Full Metal Cardigan: Adventures on the Front Line of Social Work – David Emery

Full Metal Cardigan is David Emery’s first book and chronicles his adventures in social care, from enthusiastic volunteer to feral frontline worker, taking in abusive popstars, chanting cults, drug runs and interviewing a corpse.

He recounts how he gained international notoriety for cheating in a pancake race, encounters with the supernatural, High Court appearances, accidentally booking someone into Dignitas, one-inch death punches in Woolworths, waterboarding, psychotic psychopaths, plunger-wielding pregnant women and suicide attempts with rhubarb along the way.

A dull profession, social care is not so on approaching a book like this my first thoughts were about the humour and how it would work in situations that deal with individuals who have so many sensitive problems.  It is safe to say Emery has achieved a fine mix of both the serious and the downright funny which I devoured in a couple of sittings.

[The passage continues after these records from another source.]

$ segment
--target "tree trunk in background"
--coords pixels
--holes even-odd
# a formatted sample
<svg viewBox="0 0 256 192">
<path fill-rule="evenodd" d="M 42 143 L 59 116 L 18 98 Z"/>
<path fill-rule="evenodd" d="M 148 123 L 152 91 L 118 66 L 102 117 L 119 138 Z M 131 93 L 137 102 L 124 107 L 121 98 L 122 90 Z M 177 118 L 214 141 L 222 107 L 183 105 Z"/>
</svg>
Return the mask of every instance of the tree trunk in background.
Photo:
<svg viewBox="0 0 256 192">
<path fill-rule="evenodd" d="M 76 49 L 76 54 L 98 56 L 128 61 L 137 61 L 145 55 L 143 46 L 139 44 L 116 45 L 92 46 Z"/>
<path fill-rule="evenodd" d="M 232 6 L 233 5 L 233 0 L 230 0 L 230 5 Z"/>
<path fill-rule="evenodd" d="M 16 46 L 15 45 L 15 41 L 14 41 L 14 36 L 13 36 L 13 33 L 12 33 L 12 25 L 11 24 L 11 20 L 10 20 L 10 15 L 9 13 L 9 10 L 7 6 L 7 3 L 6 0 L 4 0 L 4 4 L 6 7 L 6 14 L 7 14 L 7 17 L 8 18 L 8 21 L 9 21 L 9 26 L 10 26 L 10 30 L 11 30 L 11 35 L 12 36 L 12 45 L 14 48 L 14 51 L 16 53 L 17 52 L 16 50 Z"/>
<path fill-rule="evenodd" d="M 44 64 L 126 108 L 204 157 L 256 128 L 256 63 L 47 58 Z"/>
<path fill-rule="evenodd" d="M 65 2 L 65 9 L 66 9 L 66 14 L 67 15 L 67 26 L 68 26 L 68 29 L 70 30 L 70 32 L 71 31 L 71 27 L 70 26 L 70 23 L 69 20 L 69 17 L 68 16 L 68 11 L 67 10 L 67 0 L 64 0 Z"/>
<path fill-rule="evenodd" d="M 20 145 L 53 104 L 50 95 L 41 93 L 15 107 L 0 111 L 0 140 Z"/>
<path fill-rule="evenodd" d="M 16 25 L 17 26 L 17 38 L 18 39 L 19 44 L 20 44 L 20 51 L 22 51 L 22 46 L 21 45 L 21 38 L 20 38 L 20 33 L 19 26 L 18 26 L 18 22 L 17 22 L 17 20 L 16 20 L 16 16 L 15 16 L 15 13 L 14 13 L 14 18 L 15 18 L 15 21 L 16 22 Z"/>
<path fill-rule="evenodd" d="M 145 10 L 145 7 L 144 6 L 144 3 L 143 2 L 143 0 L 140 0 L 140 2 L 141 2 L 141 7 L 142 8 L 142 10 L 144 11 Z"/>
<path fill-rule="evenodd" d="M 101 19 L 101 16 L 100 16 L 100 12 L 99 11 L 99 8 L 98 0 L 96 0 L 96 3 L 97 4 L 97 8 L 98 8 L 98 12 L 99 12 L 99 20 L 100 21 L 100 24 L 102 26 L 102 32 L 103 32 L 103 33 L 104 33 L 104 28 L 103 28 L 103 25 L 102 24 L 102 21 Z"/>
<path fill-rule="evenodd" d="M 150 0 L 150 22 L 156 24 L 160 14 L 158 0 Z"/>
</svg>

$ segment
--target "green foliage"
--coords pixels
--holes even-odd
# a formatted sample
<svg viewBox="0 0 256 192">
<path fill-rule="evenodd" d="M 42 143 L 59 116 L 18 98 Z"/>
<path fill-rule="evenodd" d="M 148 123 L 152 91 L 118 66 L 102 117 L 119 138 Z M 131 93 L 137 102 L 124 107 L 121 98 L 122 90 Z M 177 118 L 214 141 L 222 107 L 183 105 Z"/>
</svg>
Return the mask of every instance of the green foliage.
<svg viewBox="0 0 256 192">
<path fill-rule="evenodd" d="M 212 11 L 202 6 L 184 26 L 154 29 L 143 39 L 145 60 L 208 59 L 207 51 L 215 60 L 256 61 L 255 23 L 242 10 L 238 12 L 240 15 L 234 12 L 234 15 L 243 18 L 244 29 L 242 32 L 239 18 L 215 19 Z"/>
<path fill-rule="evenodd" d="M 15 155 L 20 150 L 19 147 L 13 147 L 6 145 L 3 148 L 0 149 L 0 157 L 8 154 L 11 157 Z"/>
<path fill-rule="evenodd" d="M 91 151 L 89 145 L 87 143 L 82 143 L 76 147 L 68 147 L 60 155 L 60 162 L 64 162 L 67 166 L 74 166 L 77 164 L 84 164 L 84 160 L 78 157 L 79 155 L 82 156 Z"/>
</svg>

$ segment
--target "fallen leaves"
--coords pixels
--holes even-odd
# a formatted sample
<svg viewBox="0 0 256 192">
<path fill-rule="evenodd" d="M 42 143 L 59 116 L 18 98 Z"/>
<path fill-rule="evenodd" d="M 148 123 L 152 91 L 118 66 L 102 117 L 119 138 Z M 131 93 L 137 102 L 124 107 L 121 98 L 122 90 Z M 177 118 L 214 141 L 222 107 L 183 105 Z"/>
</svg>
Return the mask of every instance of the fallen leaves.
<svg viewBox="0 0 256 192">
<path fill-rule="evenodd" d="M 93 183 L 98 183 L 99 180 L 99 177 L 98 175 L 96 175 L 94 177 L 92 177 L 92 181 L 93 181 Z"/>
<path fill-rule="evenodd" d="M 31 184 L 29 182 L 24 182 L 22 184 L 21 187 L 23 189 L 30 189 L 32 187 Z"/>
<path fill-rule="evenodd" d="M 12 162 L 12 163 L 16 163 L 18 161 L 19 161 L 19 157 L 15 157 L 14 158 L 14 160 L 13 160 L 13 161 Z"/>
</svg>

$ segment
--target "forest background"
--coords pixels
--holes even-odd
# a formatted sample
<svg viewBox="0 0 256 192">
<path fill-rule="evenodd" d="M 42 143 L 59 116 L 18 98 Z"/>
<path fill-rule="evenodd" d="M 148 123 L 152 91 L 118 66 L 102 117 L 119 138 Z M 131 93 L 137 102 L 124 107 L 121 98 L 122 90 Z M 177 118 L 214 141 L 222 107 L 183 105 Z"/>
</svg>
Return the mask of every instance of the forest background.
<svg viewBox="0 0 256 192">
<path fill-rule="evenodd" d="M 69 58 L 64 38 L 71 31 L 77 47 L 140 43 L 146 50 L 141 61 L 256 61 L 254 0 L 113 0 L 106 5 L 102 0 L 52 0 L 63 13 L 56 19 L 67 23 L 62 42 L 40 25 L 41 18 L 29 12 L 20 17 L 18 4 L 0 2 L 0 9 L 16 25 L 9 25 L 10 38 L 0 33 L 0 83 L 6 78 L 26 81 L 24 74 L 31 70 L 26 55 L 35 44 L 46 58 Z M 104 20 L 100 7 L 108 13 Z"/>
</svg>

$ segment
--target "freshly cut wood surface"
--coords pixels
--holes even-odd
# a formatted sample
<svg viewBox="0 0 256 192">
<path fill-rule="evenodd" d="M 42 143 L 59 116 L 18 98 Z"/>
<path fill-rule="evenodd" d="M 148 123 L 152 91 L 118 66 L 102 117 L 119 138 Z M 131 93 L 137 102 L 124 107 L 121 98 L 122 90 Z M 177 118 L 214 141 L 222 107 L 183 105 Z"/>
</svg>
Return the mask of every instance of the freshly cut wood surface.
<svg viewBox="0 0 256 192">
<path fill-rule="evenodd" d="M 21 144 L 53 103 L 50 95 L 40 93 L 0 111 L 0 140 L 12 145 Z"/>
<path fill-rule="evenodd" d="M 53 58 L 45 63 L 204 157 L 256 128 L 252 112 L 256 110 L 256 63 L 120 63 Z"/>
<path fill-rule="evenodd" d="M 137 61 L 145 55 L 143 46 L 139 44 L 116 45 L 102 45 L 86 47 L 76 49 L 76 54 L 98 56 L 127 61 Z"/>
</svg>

A sense of the comical is definitely needed in such high pressure work, and with responsibility comes the never-ending paperwork, training sessions, and the unexpected.  The relentlessly humorous anecdotes are told with a light-hearted, amiable voice, which in itself is pretty impressive when the National Health Service is involved.  For those of you who don’t know what this institution is, it’s a chronically underfunded, overstretched service staffed by people working long hours doing the best they can for the nation’s health.

The comical recollections are a delight to read but these are blended with the sad and serious cases.  The emotional balance is spot on as the stories keep coming in rapid succession so the reader appreciates the sober nature of the work, whilst not feeling guilty for enjoying reading about it.  That is the beauty of the book, whilst the struggles of both the workers and those needing help are always centre stage – and handled respectfully – the counter balance of the quirky and therefore human aspects clearly shine through.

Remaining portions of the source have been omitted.